Extended support through to the end of the year — or for at least 90 days after travel restrictions are lifted — has been one of ACTA’s consistent asks from the government for the past many months.
ACTA’s recent survey showed that three-quarters of Canada’s travel agents, ITAs and travel agencies could face insolvency if the government doesn’t extend financial aid programs until the end of 2021, or until 90 days after travel restrictions are lifted.
“Another important piece of information to understand in ACTA’s next steps is that Budget 2021 also proposes to provide the government with the legislative authority to add additional qualifying periods for CEWS, CERS and the Lockdown Support [offering top-ups for CERS] until November 20, 2021, should the economic and public health situation warrant it,” added Paradis.

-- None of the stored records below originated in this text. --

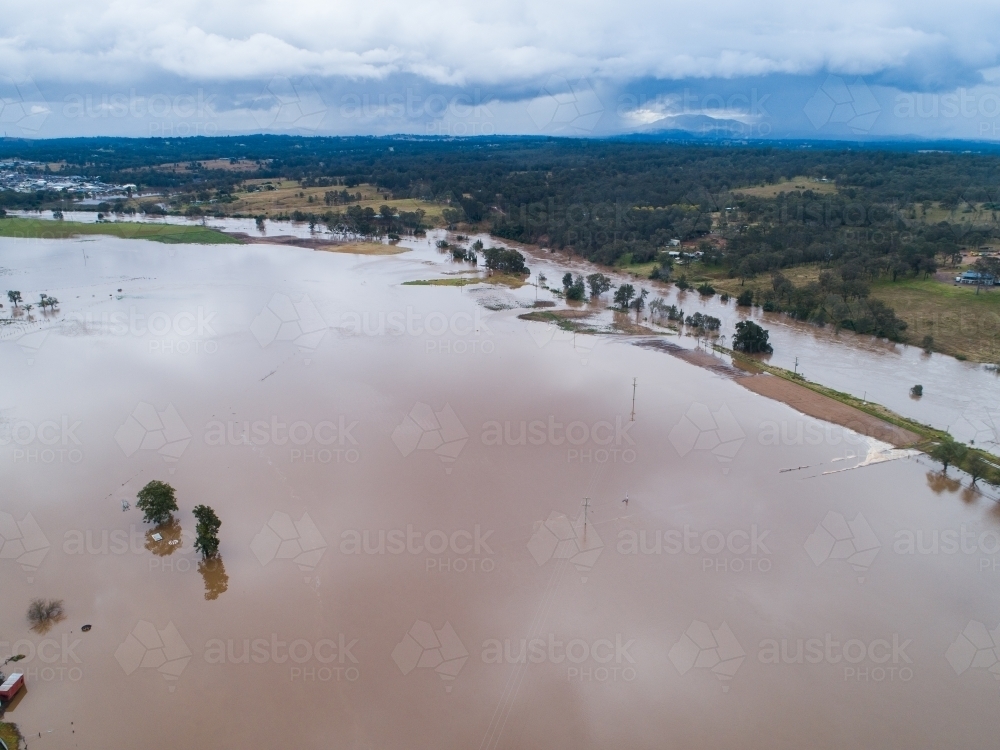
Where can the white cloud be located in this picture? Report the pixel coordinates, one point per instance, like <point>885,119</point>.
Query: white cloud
<point>489,43</point>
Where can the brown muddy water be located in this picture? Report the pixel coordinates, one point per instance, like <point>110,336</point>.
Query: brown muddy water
<point>424,539</point>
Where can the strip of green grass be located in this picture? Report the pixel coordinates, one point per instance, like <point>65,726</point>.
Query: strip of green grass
<point>929,435</point>
<point>10,735</point>
<point>57,230</point>
<point>442,282</point>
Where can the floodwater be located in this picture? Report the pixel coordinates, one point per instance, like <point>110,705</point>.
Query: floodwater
<point>424,539</point>
<point>961,397</point>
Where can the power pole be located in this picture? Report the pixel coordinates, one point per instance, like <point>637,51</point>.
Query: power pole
<point>633,400</point>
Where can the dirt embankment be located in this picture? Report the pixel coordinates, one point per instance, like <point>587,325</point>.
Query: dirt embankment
<point>830,410</point>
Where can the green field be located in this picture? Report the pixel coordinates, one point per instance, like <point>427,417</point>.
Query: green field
<point>57,230</point>
<point>10,736</point>
<point>962,323</point>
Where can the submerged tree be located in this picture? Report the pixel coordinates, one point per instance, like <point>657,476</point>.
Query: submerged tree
<point>599,284</point>
<point>624,296</point>
<point>949,452</point>
<point>157,500</point>
<point>751,338</point>
<point>207,531</point>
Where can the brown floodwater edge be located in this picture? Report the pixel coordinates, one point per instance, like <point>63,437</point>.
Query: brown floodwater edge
<point>828,409</point>
<point>318,243</point>
<point>748,373</point>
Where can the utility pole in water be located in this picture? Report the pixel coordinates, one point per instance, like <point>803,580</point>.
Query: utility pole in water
<point>633,400</point>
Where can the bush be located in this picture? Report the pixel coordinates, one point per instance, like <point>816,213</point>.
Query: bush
<point>576,290</point>
<point>157,501</point>
<point>505,261</point>
<point>751,338</point>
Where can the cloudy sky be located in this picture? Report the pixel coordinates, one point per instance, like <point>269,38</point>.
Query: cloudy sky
<point>731,68</point>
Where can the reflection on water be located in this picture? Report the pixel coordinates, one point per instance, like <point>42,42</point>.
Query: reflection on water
<point>940,482</point>
<point>405,504</point>
<point>213,571</point>
<point>169,541</point>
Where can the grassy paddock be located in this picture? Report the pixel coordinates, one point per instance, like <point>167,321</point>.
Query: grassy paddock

Yesterday’s budget announcement also included a new program, the Canada Recovery Hiring Program (CRHP), available June – November 2021, that earmarks $595 million to make it easier for business to bring back workers, or hire new ones.
For domestic tourism, the budget also looks to revitalize Canada’s tourism sector through $1 billion to help tourism businesses recover, and to support festivals and cultural events.
There was also funding for Transport Canada and CATSA, for Canada’s airports and air travel security measures.
DIRE SITUATION FOR TRAVEL AGENTS, AIRLINES AND THE INDUSTRY
But the budget delivered nothing specifically for airlines, or the retail travel industry.
In fact, one of the few mentions of travel in the budget is that the government plans to save $1.1 billion over five years, and $222.5 million per year after that, by cutting back on government travel.
It seems that the precedent set by Air Canada’s financial assistance deal with the government, announced April 12 with refunds and commission protection, will see more ‘one at a time’ announcements for airline relief, rather than one package for the entire airline industry.
The National Airlines Council of Canada issued a statement post-budget, saying much work still needs to be done.
“As the government has repeatedly stated, a healthy aviation sector is critical to our economy and our overall recovery from the pandemic. Today’s Budget has taken steps to assist the sector during the immediate crisis. But more work is required, in particular the development of a safe restart plan for aviation and international travel, if we are to restore the hundreds of thousands of Canadian jobs that are supported by the sector and facilitate the economic recovery of communities across every region of Canada”, said Mike McNaney, President and CEO of the NACC.